Brewers Video
Fastball Freddy Peralta gained his name from an electric heater, but his slider has been an elite swing-and-miss pitch for several years now. It profiled as more of a sweeper entering 2023, but a mid-season tweak allowed him to sacrifice horizontal movement for greater control, greater vertical drop and a slight increase in velocity that paved the way to big results in the second half.
The Movement Profile
As you can see below, Peralta’s slider undertook some significant alterations around June 2023, with greater velocity and a more vertical shape. The slight changes may not seem like much, but together, they present an intriguing combination. A low-speed slider that drops early is easier to spot from a hitter’s vantage point, while extra speed usually means a pitch will drop less. By increasing both, Peralta achieved that much sought-after sharp, late break that leaves hitters with no time to adjust their swing and make contact, increasing its effectiveness.

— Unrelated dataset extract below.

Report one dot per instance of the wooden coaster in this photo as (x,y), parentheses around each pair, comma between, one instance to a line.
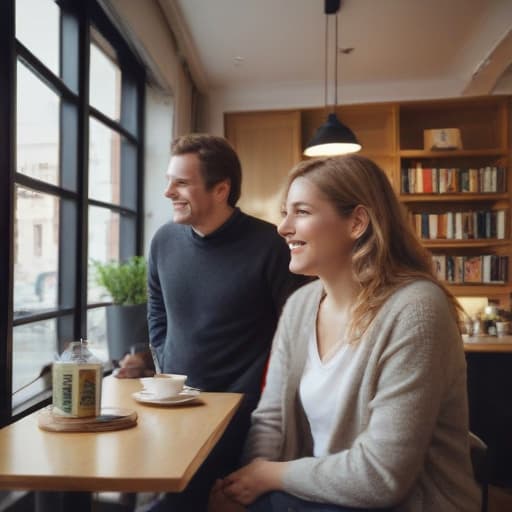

The best way to see this is the angle at which the pitch enters the strike zone, where because the break is later, achieving that amount of movement would mean the ball is arcing downward at a steeper angle compared to a slower slider with the same vertical drop. Vertical velocity vector as the pitch crosses the zone will show just how sharply that pitch is moving downward, and for Peralta that velocity increased by 15% from 13.2 ft/sec in April to 15.2 ft/sec in August, allowing him to get underneath the barrel more often. As a result, his ground ball rate rose from just 25% in the first half against this slider to 52.3% in the second half, helping him keep the ball in the park and on the infield dirt.
The Corresponding Command Improvements
The other noticeable improvement for Peralta came in his command of the pitch in the second half, especially down in the strike zone. Even in the seven to eight degrees of horizontal break (as he was throwing earlier in the season), you can see Peralta was leaving pitches regularly in the middle of the strike zone.
A major cause for this was the erratic nature of the spin profile, with Peralta finding some pitches didn’t come out of the hand consistently in the same way. Then, when they didn’t move as expected (especially in regard to their vertical drop), they stayed in the middle of the strike zone to get hammered. Tightening up the slider has resulted in a far more consistent pitch movement and, critically, the extra drop on his slider has kept him down in or below the strike zone more often. The knock-on effect of all this is that Freddy Peralta is hanging fewer breaking pitches, and giving up fewer home runs.
The above shows the movement on Peralta’s pitches in 2023 in the first two months compared to the last two, and you can see just how much tighter the grouping in August and September was. As a result, Peralta will find it easier to command his slider, keep it down and give up less power. When he hung that slider, he had a xWOBA of .630 in 2023, with an average exit velocity of 102.2 mph, but when he stayed away from that middle-middle zone, this dropped to just 84.9 mph. Staying out of the center is absolutely key to his success, and increasing the command plus dropping the location is why his slider had such a strong turnaround in 2023.
Peralta is the Brewers' Opening Day starter for 2024, currently slated to perform against the New York Mets (though rain may decide whether that start comes on Thursday or Friday). His slider was a huge reason for his development as a pitcher in the latter half of 2023, and the best news is that it appeared to be a consistent and repeatable change. We can expect great things from him in 2024.